07.05.2015 · poliander

Judäische Wüste

Judäische Wüste

Als P. in die Wüste wanderte, blieb im Hinterkopf das Wissen um ein klimatisiertes Zimmer (okay, wir hatten die Klimaanlage ausgestellt), um Gurken und Tomaten zum Frühstück, die Wasserflaschen im Kibbuzsupermarkt. Die Sonnencreme hatte LSF 35, das Mobiltelefon Empfang, einmal fuhren Geländewagen vorbei, und zur zuvor verabredeten Zeit kehrten wir um. Gegen Abend fuhren wir baden.

Moses und seine Leute und Aron, der Bruder, gingen einfach so. Es sollte ein Weg aus der Gefangenschaft sein, das Zurück versperrte ein Meer. Sie gingen durch die große Leere, die so voll ist, voll von Steinen, von Sand, voll von Himmel.  Wenn sie blüht, die Wüste, für kurze Zeit, bleibt sie doch voll: Leere, wieviel Grün es da gibt, hat auch P. gesehen. (Schaun Sie selbst: Bild links.)

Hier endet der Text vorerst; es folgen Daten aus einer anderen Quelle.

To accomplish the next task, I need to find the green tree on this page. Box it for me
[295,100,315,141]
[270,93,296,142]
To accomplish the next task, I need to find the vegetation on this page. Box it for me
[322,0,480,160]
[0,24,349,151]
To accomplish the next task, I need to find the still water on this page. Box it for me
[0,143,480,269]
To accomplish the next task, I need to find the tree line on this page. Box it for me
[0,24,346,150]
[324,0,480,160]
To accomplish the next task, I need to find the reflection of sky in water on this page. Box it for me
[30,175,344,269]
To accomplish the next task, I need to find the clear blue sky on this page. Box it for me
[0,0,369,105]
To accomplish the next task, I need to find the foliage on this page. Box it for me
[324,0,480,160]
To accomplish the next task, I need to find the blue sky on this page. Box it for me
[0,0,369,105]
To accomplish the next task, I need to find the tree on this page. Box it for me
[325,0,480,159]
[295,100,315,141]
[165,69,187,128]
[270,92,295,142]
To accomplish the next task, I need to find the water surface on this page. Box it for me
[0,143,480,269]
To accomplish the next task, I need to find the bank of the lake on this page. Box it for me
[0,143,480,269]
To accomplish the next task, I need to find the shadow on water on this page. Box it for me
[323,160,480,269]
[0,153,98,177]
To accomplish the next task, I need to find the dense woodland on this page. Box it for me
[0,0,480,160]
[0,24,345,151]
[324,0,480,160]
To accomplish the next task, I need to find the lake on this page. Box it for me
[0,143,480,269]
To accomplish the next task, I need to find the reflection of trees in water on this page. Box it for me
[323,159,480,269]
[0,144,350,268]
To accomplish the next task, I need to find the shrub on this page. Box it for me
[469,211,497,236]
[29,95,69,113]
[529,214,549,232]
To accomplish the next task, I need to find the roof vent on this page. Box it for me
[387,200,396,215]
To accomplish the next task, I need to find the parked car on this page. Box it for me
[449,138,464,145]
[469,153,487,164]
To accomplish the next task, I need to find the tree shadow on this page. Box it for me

Die Geschichte beginnt mit Versprechen: ein Bund mit Gott und ein verheißenes Land. Die Geschichte spricht von vielen, deren Zahl 600.000 sei, was vielleicht übertrieben ist, von zwein, die vorangingen, vom Hoffen, vom Wandern (aber nicht von Sport, muss man ja neuerdings eigens erwähnen), vom Warten, der Rückkehr zum gewohnten Kult, vom Streit, vom Wort, vom Wort, wieder vom Wort, von der Rückkehr Moses vom Berg, vom Wort, vom Wort, vom Wort, von einem wortgewordenen, gesetzgewordenen Gott, vom Weg nach Kanaan, dessen grüne Hügel… Verheißung.

40 Tage blieb Mose auf dem Berg.

Arnold Schönberg schrieb seinen Text, seine Musik, sie könnte nicht mehr 20. Jahrhundert sein, nicht mehr Geist, und ohne die Mythos gewordenen Theorien Sigmund Freuds kann P. sich diese Musik und diesen Text gar nicht denken. Ja, P. staunt wieder, wieder, wie solche Sätze dann doch: gesungen werden.

P.s Kopf verbindet Schönbergs Musik mit dem Namen von Ruth Berghaus, mit der Ahnung eines Meers, die P. damals hatte, 1988, eines Weltenmeers in der Wüste. Das liegt daran, dass ich 1988 die wirkliche Wüste noch nie gesehen hatte und nicht wissen konnte, dass auch sie ein Weltenmeer ist. Wenn P. es besser gewusst haben mag, war P. wohl wieder mal abwesend. Und was ist schon Verstehen/ Nichts gegen Verstehen/ Aber. Die Wüste und darin die Vielen, Aron und Moses, machten P. und mich ganz heiß im Kopf, hinterließen mythisches Chaos in unseren Gehirnen. (Und deshalb schrieb Gramann später: … und das war wirklich, wirklich, wie alles, was aus dem Chaos kam.)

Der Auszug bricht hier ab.